Ieri i giovani (nell’accezione più italiana: dai 18 ai 35 anni) hanno perso un padre, un maestro ma anche un coetaneo. Jobs è stato uno dei pochi a comprendere le nuove generazioni, a farsi comprendere e a guadagnarsi l’elezione a “mito”. Nel deserto di valori e ideali, lui è riuscito a piantare buone idee, consigli, speranza e fiducia nel futuro. Ieri è morto un uomo che aveva visto oltre, che aveva capito la sua epoca e che ha saputo usare la sua lungimiranza. Un visionario, un “ingegnere dei sogni”, che in ogni suo discorso ha saputo stupire e insegnare. C’è un video che oggi sta facendo il giro della rete più di quanto non l’abbia già fatto in questi anni, è il discorso fatto ai neolaureati di Stanford, il 12 giugno 2005: è crudo ma commovente, triste ma adrenalico, ansiogeno ma fiducioso. Un discorso che non sarà dimenticato facilmente, già passato alla storia ma che presto diventerà celebre almeno quanto l’immortale “I have a dream” di Martin Luther King o quello di Gandhi a Nuova Delhi.

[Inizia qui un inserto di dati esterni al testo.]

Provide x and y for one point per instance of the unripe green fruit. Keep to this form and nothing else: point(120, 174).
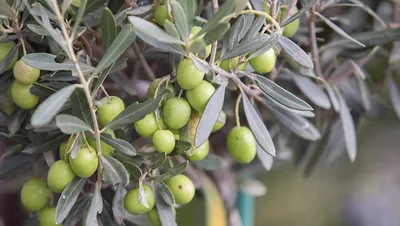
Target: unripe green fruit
point(161, 14)
point(201, 152)
point(154, 218)
point(47, 217)
point(264, 63)
point(105, 148)
point(5, 48)
point(187, 75)
point(35, 195)
point(59, 176)
point(241, 144)
point(292, 27)
point(108, 108)
point(195, 30)
point(24, 73)
point(85, 163)
point(132, 204)
point(22, 96)
point(182, 188)
point(176, 113)
point(219, 125)
point(164, 141)
point(147, 126)
point(199, 96)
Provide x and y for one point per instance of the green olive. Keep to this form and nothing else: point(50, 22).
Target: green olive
point(182, 188)
point(241, 144)
point(22, 96)
point(201, 152)
point(24, 73)
point(105, 148)
point(85, 163)
point(264, 63)
point(199, 96)
point(187, 75)
point(59, 176)
point(218, 125)
point(176, 113)
point(5, 48)
point(35, 195)
point(47, 217)
point(164, 141)
point(108, 108)
point(154, 218)
point(133, 206)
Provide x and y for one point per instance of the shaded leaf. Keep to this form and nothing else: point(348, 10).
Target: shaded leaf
point(212, 162)
point(119, 144)
point(165, 192)
point(348, 127)
point(47, 144)
point(51, 106)
point(135, 112)
point(70, 124)
point(108, 26)
point(145, 29)
point(210, 116)
point(68, 198)
point(12, 166)
point(295, 52)
point(114, 172)
point(119, 45)
point(95, 207)
point(257, 126)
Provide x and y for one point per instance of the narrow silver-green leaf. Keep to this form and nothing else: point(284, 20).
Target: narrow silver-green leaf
point(338, 29)
point(70, 124)
point(119, 144)
point(165, 192)
point(281, 95)
point(68, 198)
point(295, 52)
point(348, 127)
point(95, 207)
point(108, 26)
point(258, 127)
point(119, 45)
point(210, 116)
point(51, 106)
point(114, 172)
point(149, 29)
point(135, 112)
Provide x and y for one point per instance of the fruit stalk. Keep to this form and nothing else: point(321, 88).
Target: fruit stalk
point(84, 84)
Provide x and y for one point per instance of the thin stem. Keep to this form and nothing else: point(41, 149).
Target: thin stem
point(237, 110)
point(83, 82)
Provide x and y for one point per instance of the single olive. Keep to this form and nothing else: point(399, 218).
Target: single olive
point(182, 188)
point(176, 113)
point(164, 141)
point(59, 176)
point(22, 96)
point(241, 144)
point(85, 163)
point(108, 108)
point(24, 73)
point(264, 63)
point(132, 204)
point(201, 152)
point(199, 96)
point(219, 124)
point(187, 75)
point(35, 194)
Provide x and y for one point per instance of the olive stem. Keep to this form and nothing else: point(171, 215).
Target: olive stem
point(237, 109)
point(85, 85)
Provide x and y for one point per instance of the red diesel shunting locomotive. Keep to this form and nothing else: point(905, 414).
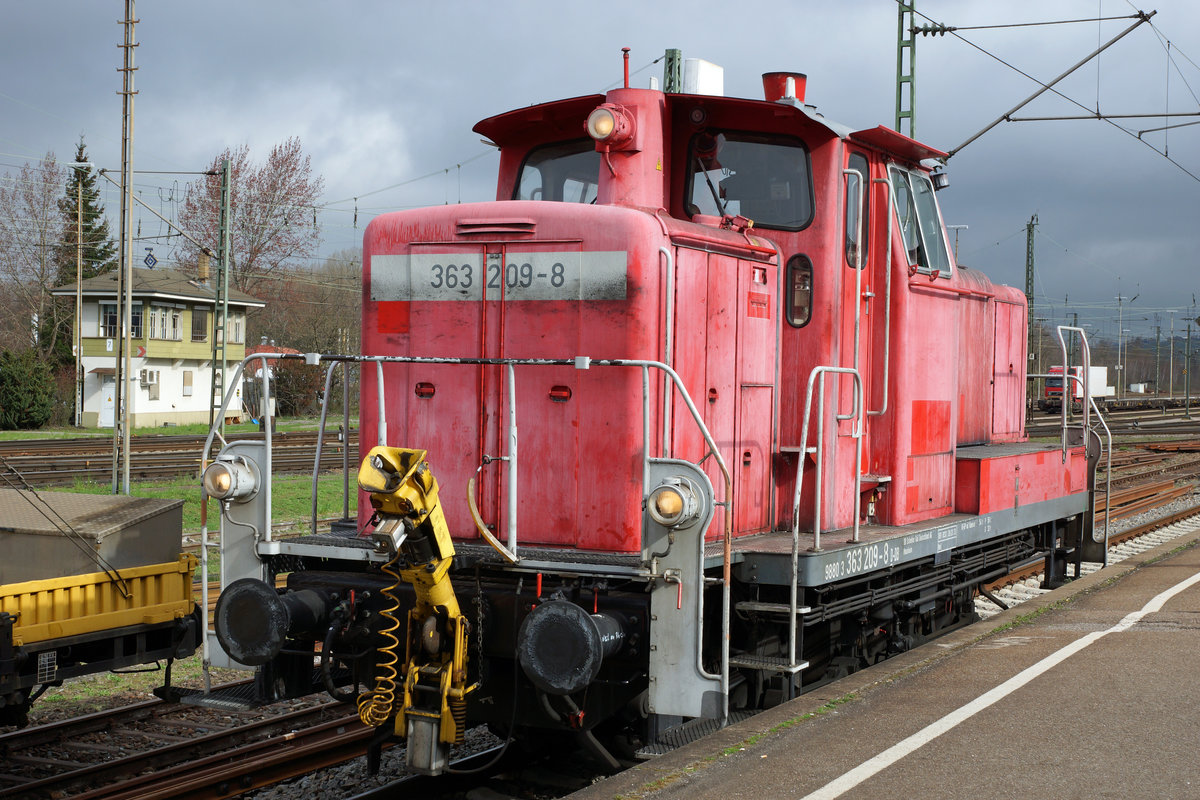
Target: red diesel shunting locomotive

La sua teoria sull’unione dei puntini, il suo racconto della malattia, la sua idea della morte «come la più grande invenzione della vita» e il suo motto, in quell’occasione augurio per gli studenti, “Stay hungry. Stay foolish”.

Probabilmente i giovani di oggi sono affamati, è vero, di vita e di futuro. Di qualcosa, e soprattutto, di qualcuno in cui credere. Steve Jobs ha provato ad essere quel qualcuno e ce l’ha fatta. Grazie!